Over the past 5 months, I’ve delivered 8 workshops, 17 sessions, one podcast, and participated in more discussions about AI and its capabilities than I can count. Most of those included some talk around how we should approach this AI power marching into our offices – and I won’t say here “AI power taking our jobs” because that’s so totally not what I want to talk about or what I fear in any way. Want the lousy part of my job? Have at it!
Yesterday waldo posted the “the waldo way” blog post where he touches on a clash of two stream of thoughts: one group of people says we should build my-way-or-highway scaffolding that every developer in the company uses; another group says we should empower every developer to build their own scaffolding and use it to being a far more efficient version of themselves.
I think the dichotomy isn’t really that – there are more than two distinct points here. It’s a continuum of possibilities between the two distinct ends. My personal position is far, far to the left side of this continuum, where I believe we are far, far better off building code-printing machines and then make everybody in the company use them, than to let everyone build their own code-printing machine and use that one. I said that – without fear, but not without pushback – at stages of Directions ASIA back and Days of Knowledge Central back in May, and I’ll say it every time this discussion is being held, until it’s no longer a discussion. And that will be soon, I’m sure.
The reason why I believe that is the same reason as we would never assign the most complex engineering tasks to just about anybody in the company who happens to have a pair of spare hands at the disposal at the particular moment that task appears. The most complex, most critical tasks get assigned to the best, top engineers we have, because we want those engineers’ judgement, capabilities, skills, mindsets, everything – for that particular super critical task.
No company has 20 developers or 100 developers because they need 20 or 100 genuinely different opinions or ways of building software. They have 20 or 100 of them because there is work for 20 or 100 of them. When there is no work, they downsize. When there is more work, they hire. Simple.
Also, I don’t know a single company who would say: we want more mediocre engineers. Everyone would prefer having 100 of those top-minded, best-judgement, most capable ones so they could really assign any task to every engineer who just happens to be most available at the moment.
Now we have machines that can do (most of) engineering for us. But it doesn’t just do it. It’s a wild beast that may happen to do it right (in fact it’s getting better and better at doing it right right off the bat), but it also may happen that it produces junk at cosmic scale. It needs constraints. It needs guidance. It needs the scaffolding (some say harness, call it what you want, we are still building terminology for this, so potato-potahto).
Scaffolding I use for my project is usually so tight that I dare ending most of my requests with “when you are done, commit and push” knowing that it will hit the CD pipeline and end up right in production. Some will say this is reckless. The moment they see (and understand) the scaffolding I built, they not just agree – they want that scaffolding. And funny enough – it’s not me who is the only “reckless” or “crazy” guy who does that. The entire SDD thing is built around this concept: let the agents build your software. The best thing you can do there is just get the f** out of the way.
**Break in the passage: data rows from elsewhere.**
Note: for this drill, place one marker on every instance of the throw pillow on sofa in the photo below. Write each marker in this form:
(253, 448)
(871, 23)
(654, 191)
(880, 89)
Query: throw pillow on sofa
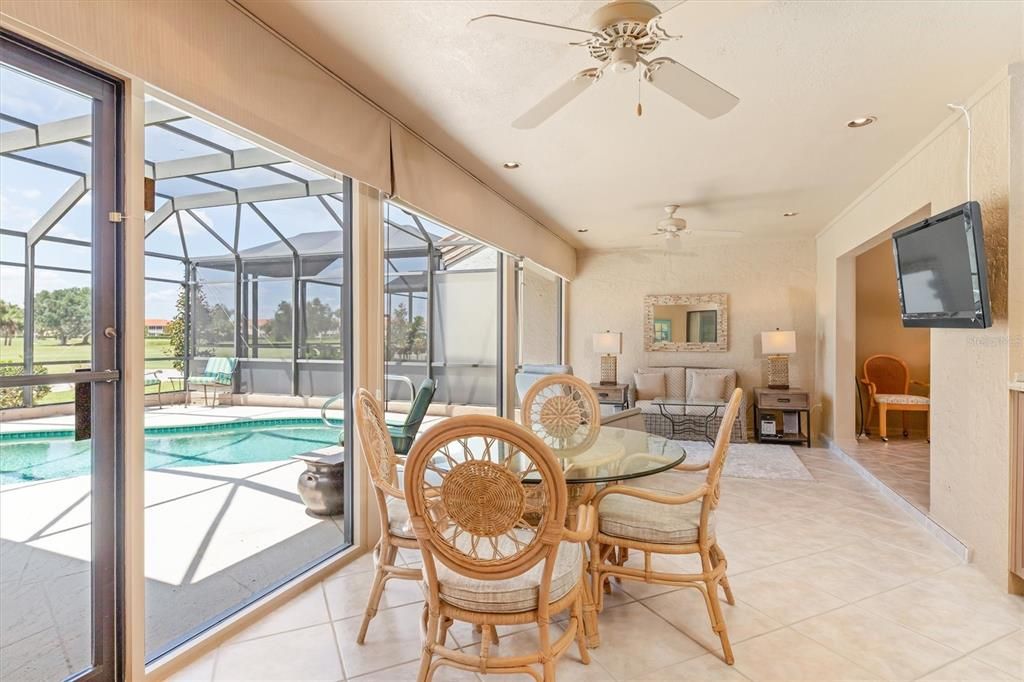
(649, 385)
(708, 387)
But here’s the thing: you get out of the way of constructing. You stay very much in charge of designing.
Design is an onion. It has a million layers. Inner parts of it are also now being chewed-on by the machine. Give the machine enough time, it’ll eat most of the layers, but that’s also not the point. The point is that for a (considerable) while the outermost layers are ours to eat.
Now one thing that most of conversations I had missed is why I believe we are all far better-off just building the one code-priting machine than letting everyone build their own, is because while it turns most of our developers into machine operators, it also liberates us all for something we never had time or budget to do in the past: experiment.
We can now generate new ideas, brainstorm, and then build all of them! In the past we took a path, walked that path for three months, figured “heck, wrong way”, and then – due to a lot more than just sunken cost fallacy – we kept pushing on. Simply because we felt (and were probably right) that it was much better to try improving the not-the-best solution than to throw it all out the window and try again.
Now we can do that. On an unimaginable scale. We can try fifty different ideas at the historic cost of trying one. As Boris Cherny said in one of his recent pieces, most of our ideas will never see production. But that’s the point. The best ones will. And not just the best ones – the right ones.
Want to empower your developers? Build the perfect code-printing machine for them, and let them go crazy experimenting.